Zwei ineinander geschlungene Kobras sah der indische Architekt Balkrishna Doshi (1927-2023) in einem Traum, das Bild inspirierte ihn zu den beiden sich schlängelnden Pfaden, die auf dem Vitra-Gelände in den einen Kopf münden, der sich aus dem Erdreich erhebt und in dem sich Stille und Klang ineinander verschlingen.

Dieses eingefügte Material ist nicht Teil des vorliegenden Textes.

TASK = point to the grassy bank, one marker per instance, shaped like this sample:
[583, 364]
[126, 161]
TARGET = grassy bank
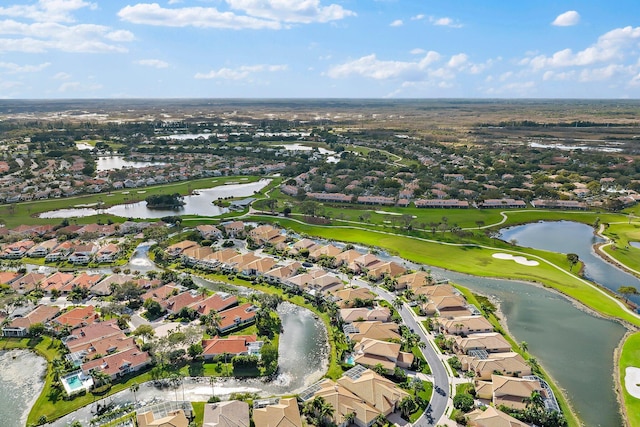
[553, 270]
[630, 357]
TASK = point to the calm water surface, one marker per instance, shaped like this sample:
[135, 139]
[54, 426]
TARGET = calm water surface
[573, 237]
[574, 347]
[196, 204]
[21, 374]
[105, 163]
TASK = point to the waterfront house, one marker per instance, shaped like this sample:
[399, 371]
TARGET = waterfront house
[234, 345]
[233, 413]
[19, 326]
[284, 413]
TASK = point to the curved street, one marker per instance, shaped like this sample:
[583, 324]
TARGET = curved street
[441, 392]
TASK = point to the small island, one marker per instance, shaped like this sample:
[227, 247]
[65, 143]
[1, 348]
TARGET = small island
[164, 201]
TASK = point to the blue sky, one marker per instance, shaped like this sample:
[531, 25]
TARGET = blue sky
[319, 49]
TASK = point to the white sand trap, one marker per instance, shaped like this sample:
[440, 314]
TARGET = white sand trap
[632, 381]
[519, 259]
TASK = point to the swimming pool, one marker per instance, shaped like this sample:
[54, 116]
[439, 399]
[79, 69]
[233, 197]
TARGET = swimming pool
[75, 382]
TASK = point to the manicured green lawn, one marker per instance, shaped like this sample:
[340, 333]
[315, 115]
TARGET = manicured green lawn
[478, 261]
[198, 411]
[630, 356]
[21, 213]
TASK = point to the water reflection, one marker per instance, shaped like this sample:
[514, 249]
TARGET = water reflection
[573, 237]
[105, 163]
[575, 347]
[21, 374]
[197, 204]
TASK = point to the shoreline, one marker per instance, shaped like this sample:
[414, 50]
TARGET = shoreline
[618, 380]
[502, 321]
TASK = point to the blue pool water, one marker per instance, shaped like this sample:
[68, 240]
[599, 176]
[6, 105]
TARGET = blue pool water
[73, 382]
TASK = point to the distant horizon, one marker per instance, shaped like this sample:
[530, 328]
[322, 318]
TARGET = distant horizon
[335, 49]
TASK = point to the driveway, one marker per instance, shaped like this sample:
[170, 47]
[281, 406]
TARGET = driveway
[440, 396]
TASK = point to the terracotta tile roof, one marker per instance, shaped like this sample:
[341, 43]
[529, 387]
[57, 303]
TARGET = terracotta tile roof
[283, 414]
[161, 293]
[375, 390]
[233, 316]
[114, 364]
[40, 314]
[233, 413]
[234, 344]
[216, 302]
[86, 334]
[28, 282]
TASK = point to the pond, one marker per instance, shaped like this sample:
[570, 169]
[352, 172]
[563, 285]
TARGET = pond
[105, 163]
[573, 237]
[574, 347]
[21, 374]
[303, 355]
[197, 204]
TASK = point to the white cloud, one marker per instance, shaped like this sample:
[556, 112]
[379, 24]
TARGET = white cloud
[567, 19]
[602, 73]
[155, 63]
[291, 11]
[445, 22]
[202, 17]
[370, 66]
[457, 61]
[12, 68]
[257, 14]
[44, 36]
[79, 87]
[46, 10]
[62, 76]
[120, 36]
[611, 46]
[240, 72]
[513, 89]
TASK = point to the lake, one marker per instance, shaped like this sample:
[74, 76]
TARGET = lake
[21, 381]
[573, 346]
[573, 237]
[200, 204]
[303, 355]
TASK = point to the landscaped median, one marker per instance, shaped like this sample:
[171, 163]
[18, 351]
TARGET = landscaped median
[552, 271]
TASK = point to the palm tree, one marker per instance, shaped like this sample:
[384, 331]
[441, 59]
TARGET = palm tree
[627, 291]
[458, 326]
[381, 420]
[134, 388]
[100, 378]
[409, 294]
[407, 406]
[379, 369]
[349, 417]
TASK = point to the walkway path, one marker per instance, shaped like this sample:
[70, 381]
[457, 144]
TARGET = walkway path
[440, 398]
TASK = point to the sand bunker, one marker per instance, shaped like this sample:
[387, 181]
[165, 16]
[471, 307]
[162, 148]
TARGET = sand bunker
[519, 259]
[632, 381]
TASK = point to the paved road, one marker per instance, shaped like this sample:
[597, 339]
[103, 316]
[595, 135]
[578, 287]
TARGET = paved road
[440, 396]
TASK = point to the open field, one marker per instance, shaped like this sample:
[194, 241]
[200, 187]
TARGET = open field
[553, 270]
[26, 212]
[630, 356]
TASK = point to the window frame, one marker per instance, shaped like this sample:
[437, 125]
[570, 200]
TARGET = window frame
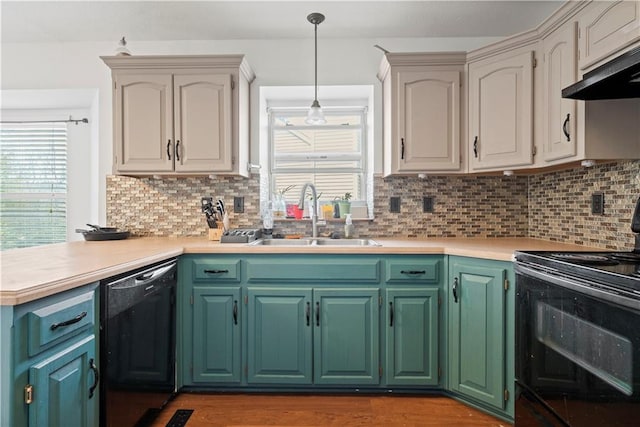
[354, 108]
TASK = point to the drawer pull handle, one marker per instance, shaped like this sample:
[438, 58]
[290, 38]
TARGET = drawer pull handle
[216, 271]
[235, 312]
[455, 290]
[565, 127]
[96, 377]
[76, 319]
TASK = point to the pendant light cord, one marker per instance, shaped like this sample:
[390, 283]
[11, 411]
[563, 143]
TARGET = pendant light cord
[315, 36]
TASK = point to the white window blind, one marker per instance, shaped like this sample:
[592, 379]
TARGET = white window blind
[331, 156]
[33, 184]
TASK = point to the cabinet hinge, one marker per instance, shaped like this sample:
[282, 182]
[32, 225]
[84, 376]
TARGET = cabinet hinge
[28, 394]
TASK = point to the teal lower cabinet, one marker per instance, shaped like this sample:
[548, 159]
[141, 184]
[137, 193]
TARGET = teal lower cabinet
[480, 367]
[346, 335]
[59, 385]
[279, 334]
[49, 371]
[216, 328]
[324, 322]
[411, 325]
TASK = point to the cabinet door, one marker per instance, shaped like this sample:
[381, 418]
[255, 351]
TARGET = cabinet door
[501, 112]
[607, 27]
[477, 335]
[64, 392]
[279, 336]
[560, 70]
[143, 123]
[203, 123]
[346, 336]
[216, 335]
[411, 325]
[428, 121]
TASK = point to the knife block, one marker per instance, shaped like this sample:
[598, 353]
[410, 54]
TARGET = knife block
[215, 234]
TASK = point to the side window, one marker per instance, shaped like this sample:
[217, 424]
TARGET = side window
[33, 184]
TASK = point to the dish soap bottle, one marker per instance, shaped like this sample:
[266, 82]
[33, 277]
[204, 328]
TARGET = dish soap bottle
[348, 227]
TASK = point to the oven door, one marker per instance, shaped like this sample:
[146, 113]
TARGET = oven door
[577, 355]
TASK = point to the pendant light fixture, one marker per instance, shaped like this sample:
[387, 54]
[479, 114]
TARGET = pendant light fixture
[315, 115]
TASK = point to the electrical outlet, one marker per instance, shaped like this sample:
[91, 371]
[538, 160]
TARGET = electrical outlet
[394, 204]
[427, 203]
[238, 204]
[597, 203]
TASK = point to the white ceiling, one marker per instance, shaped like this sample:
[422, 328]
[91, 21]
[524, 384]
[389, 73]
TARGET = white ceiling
[72, 21]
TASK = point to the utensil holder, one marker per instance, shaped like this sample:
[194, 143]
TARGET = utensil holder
[215, 234]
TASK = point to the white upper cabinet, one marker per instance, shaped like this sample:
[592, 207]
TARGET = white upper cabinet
[559, 114]
[143, 123]
[607, 27]
[202, 118]
[501, 111]
[180, 114]
[422, 112]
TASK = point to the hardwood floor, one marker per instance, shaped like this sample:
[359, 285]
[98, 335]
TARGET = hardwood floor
[243, 410]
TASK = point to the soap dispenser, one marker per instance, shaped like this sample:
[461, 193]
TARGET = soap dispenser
[348, 227]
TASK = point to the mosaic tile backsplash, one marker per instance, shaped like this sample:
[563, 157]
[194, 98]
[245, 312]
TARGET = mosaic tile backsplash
[560, 205]
[465, 206]
[552, 206]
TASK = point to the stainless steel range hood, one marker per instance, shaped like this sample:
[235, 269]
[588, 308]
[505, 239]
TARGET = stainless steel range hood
[617, 79]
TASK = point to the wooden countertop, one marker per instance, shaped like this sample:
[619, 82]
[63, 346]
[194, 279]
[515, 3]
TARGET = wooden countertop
[32, 273]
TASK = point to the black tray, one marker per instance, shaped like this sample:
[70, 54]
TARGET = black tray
[94, 235]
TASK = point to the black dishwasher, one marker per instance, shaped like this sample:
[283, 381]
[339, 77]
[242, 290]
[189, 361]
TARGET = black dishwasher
[137, 344]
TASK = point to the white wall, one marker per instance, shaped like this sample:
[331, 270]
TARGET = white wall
[288, 62]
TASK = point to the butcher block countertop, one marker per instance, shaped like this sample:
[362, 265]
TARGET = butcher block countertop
[32, 273]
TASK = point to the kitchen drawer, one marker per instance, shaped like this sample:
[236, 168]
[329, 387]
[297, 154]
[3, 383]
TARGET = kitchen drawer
[216, 270]
[59, 321]
[315, 269]
[414, 270]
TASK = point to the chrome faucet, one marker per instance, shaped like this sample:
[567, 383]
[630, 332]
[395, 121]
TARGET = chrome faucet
[314, 207]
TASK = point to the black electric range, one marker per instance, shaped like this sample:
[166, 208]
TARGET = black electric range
[577, 356]
[617, 272]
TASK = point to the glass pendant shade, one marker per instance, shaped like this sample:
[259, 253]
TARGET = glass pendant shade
[315, 115]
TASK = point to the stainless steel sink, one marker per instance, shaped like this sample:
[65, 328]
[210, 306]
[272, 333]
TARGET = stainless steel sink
[346, 242]
[282, 242]
[319, 241]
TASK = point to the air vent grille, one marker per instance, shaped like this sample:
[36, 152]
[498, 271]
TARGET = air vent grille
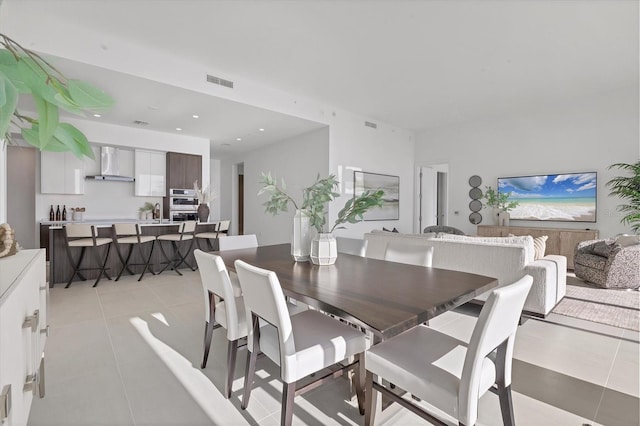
[219, 81]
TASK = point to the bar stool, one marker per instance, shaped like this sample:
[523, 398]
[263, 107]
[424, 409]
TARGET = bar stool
[208, 236]
[130, 234]
[185, 233]
[83, 236]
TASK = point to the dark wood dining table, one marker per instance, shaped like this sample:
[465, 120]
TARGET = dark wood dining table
[383, 297]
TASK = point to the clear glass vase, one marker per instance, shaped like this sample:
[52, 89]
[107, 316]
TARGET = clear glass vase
[301, 237]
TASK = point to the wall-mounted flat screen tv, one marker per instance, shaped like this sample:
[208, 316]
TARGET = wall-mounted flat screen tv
[569, 197]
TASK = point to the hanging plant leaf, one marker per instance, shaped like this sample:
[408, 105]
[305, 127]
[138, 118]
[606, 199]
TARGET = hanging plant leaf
[88, 96]
[48, 120]
[8, 103]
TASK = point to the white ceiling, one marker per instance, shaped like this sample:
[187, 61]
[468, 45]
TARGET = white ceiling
[414, 64]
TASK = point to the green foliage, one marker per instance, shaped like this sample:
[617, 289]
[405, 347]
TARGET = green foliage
[499, 200]
[23, 72]
[355, 208]
[628, 187]
[315, 199]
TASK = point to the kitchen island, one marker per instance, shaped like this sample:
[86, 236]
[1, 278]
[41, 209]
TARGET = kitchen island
[60, 269]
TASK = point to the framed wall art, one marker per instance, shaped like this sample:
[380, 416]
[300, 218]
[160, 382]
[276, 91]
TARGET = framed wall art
[365, 181]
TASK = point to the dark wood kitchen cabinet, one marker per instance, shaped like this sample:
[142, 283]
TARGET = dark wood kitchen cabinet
[183, 170]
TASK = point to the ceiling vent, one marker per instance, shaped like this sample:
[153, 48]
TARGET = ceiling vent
[219, 81]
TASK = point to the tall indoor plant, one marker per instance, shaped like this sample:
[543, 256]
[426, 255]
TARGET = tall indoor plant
[628, 188]
[25, 73]
[312, 212]
[500, 202]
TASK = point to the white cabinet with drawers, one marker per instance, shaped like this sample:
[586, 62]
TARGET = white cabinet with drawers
[24, 297]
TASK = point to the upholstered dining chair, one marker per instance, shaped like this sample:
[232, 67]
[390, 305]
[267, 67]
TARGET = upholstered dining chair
[235, 242]
[227, 312]
[420, 255]
[447, 373]
[129, 234]
[301, 345]
[86, 236]
[355, 246]
[184, 234]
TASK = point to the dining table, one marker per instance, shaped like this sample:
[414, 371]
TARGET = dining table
[383, 297]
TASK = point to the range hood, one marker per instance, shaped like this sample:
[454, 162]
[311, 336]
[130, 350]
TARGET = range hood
[110, 166]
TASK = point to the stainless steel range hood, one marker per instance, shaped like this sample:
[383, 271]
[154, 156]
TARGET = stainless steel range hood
[110, 166]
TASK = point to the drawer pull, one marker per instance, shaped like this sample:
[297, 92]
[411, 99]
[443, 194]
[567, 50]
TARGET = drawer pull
[32, 321]
[31, 383]
[5, 402]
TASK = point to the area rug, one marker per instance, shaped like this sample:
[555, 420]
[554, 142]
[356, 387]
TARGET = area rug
[620, 308]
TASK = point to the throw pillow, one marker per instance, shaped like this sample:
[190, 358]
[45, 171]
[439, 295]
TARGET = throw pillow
[539, 246]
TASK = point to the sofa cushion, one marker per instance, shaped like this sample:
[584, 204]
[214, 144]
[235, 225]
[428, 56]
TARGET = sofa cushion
[591, 260]
[540, 246]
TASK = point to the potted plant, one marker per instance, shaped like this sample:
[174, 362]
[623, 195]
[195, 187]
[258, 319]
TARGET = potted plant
[628, 188]
[24, 72]
[312, 213]
[205, 196]
[499, 201]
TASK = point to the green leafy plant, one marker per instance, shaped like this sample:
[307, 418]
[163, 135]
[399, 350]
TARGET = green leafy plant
[315, 199]
[628, 188]
[499, 200]
[23, 73]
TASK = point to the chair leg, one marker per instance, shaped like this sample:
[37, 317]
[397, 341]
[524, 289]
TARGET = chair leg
[358, 382]
[371, 400]
[232, 351]
[288, 394]
[75, 265]
[506, 405]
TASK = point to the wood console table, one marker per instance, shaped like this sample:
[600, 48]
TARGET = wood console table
[561, 241]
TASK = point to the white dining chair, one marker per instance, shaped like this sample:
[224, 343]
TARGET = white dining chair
[449, 374]
[420, 255]
[227, 312]
[301, 345]
[235, 242]
[355, 246]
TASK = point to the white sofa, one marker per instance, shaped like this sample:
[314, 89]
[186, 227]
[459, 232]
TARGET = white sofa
[507, 259]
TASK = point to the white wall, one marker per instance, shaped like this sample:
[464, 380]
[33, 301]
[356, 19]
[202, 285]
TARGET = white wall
[297, 160]
[116, 200]
[579, 135]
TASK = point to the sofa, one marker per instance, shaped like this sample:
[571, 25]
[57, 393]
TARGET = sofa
[505, 258]
[608, 264]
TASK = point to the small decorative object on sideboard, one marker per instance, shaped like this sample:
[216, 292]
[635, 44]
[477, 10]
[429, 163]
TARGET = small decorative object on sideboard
[76, 213]
[8, 244]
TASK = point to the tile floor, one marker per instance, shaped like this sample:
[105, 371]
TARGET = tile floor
[128, 353]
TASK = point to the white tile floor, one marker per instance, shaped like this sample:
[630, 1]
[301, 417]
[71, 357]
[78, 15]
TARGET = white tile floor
[128, 353]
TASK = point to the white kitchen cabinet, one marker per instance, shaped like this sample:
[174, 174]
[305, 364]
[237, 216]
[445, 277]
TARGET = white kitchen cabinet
[61, 173]
[150, 169]
[23, 332]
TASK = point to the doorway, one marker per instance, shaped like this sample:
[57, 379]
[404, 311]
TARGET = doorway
[432, 197]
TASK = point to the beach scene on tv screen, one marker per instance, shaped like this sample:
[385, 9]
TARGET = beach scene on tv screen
[561, 197]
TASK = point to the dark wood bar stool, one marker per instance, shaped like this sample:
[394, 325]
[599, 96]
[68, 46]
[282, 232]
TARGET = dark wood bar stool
[185, 233]
[85, 236]
[130, 234]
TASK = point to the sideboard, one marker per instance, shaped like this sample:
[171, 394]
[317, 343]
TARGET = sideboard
[23, 332]
[561, 241]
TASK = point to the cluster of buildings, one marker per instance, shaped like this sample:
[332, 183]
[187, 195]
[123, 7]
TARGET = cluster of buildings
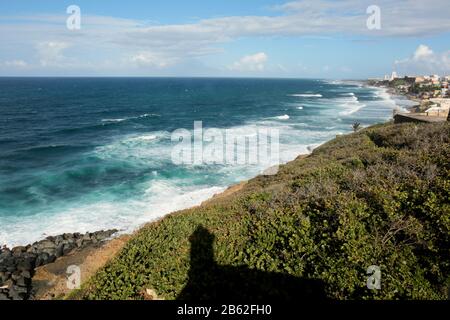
[431, 92]
[423, 87]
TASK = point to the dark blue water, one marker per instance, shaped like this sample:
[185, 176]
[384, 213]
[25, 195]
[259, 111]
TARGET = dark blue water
[82, 154]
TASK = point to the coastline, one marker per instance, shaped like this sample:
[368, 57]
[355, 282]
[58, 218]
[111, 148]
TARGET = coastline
[50, 278]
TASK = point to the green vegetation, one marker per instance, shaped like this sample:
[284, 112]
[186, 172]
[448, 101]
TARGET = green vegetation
[380, 196]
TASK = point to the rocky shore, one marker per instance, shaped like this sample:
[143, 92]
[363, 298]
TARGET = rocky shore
[17, 265]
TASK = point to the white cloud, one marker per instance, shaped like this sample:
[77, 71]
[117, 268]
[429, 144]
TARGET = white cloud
[254, 62]
[126, 43]
[150, 59]
[15, 63]
[424, 61]
[422, 52]
[51, 53]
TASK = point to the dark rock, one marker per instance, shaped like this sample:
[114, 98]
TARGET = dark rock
[26, 274]
[68, 248]
[3, 296]
[79, 243]
[59, 250]
[18, 293]
[23, 282]
[42, 259]
[45, 244]
[18, 250]
[26, 264]
[86, 236]
[59, 239]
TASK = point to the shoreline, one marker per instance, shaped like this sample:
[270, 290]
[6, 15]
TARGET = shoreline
[49, 279]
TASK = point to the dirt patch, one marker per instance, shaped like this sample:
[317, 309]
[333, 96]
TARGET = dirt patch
[49, 281]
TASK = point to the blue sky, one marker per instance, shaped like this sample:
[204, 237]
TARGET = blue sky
[251, 38]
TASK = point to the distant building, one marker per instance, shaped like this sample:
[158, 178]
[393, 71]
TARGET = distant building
[419, 79]
[393, 76]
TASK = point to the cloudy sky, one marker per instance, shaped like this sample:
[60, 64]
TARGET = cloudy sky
[238, 38]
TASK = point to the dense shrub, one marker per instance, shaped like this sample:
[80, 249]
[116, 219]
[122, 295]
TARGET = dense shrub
[380, 196]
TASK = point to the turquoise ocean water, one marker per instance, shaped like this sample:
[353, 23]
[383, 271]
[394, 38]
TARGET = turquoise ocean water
[84, 154]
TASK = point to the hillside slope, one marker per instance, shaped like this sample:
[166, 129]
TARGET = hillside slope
[377, 197]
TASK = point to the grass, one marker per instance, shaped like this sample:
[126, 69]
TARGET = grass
[380, 196]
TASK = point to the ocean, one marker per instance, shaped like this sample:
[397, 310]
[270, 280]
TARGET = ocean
[85, 154]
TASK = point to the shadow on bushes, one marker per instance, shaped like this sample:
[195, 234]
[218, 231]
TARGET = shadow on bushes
[209, 281]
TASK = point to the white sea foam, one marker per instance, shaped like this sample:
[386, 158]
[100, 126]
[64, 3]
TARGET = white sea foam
[307, 95]
[161, 198]
[113, 120]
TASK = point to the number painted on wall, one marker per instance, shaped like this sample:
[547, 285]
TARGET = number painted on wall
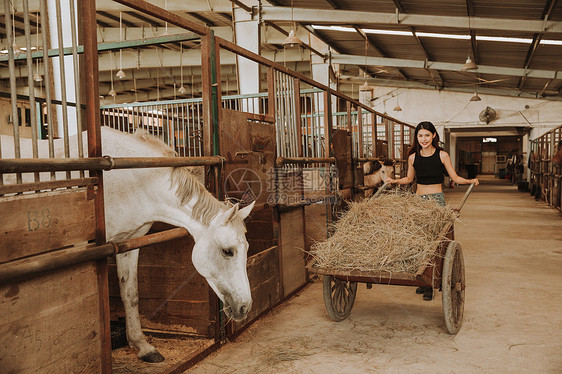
[37, 219]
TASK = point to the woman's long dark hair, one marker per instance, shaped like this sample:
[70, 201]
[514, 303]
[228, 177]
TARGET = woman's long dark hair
[425, 125]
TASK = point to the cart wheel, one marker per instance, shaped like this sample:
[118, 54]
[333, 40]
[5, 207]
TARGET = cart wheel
[339, 296]
[452, 286]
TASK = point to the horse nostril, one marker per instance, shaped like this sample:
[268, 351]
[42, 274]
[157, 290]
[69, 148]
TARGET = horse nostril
[244, 309]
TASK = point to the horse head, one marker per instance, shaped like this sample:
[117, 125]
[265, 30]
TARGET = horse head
[220, 255]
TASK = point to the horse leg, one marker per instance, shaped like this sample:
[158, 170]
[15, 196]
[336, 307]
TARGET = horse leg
[127, 265]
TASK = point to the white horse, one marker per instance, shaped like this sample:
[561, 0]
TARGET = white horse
[375, 173]
[136, 198]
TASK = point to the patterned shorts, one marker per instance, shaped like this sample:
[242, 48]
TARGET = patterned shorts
[439, 197]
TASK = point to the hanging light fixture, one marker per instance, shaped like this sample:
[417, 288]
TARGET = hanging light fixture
[111, 91]
[166, 33]
[292, 40]
[475, 97]
[121, 74]
[469, 65]
[365, 85]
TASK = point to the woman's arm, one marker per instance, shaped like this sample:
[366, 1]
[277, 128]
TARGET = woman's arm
[446, 160]
[409, 176]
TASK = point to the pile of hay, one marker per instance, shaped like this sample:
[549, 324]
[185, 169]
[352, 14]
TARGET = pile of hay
[396, 232]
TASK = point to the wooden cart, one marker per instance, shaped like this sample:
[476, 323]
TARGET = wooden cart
[445, 272]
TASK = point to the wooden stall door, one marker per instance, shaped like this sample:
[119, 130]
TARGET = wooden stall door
[55, 321]
[173, 296]
[292, 244]
[248, 144]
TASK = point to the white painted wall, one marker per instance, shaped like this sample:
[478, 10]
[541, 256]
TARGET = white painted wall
[452, 109]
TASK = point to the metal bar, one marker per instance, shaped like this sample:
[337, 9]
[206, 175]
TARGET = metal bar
[280, 161]
[25, 267]
[62, 82]
[24, 165]
[47, 185]
[158, 237]
[12, 68]
[365, 159]
[232, 47]
[30, 84]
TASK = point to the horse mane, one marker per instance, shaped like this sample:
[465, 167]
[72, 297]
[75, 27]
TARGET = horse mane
[187, 186]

Die beiden Pole begleiten einen auch durch die sich immer tiefer in die Erde senkenden Pfade, die Klangsequenzen lehnen sich an „die sensorischen Umgebungen in östlichen Tempeln oder christlichen Sakralräumen“ an, wie es im Flyer heißt, eine Reise sei es durch Räume und Klänge. Das erste außerhalb Indiens realisierte Projekt Doshis wurde zum letzten Projekt überhaupt, an dem der Architekt arbeitete, seine Enkelin Khushnu Panthaki Hoof führte es zu Ende gemeinsam mit ihrem Mann Sönke Hoof, auf Einladung noch von Balkrishna Doshi selbst. Die Realisation der geträumten Reise begann „mit Worten wie Pause, Weg, Begegnung“, sagt die Enkelin in einem Interview. Und im Film, der in einem Nebengebäude des Vitra-Museums zur Entstehung des Doshi-Retreat zu sehen ist, geht Khushnu Panthaki Hoof auf den zentralen Gedanken ihres Großvaters ein, den der Reise. Eine Reise könne mit der Zeit spielen, sie sei frei, die Freiheit lasse ein Eintauchen in Dinge zu und ermutige zu einer Art Präsenz des Seins.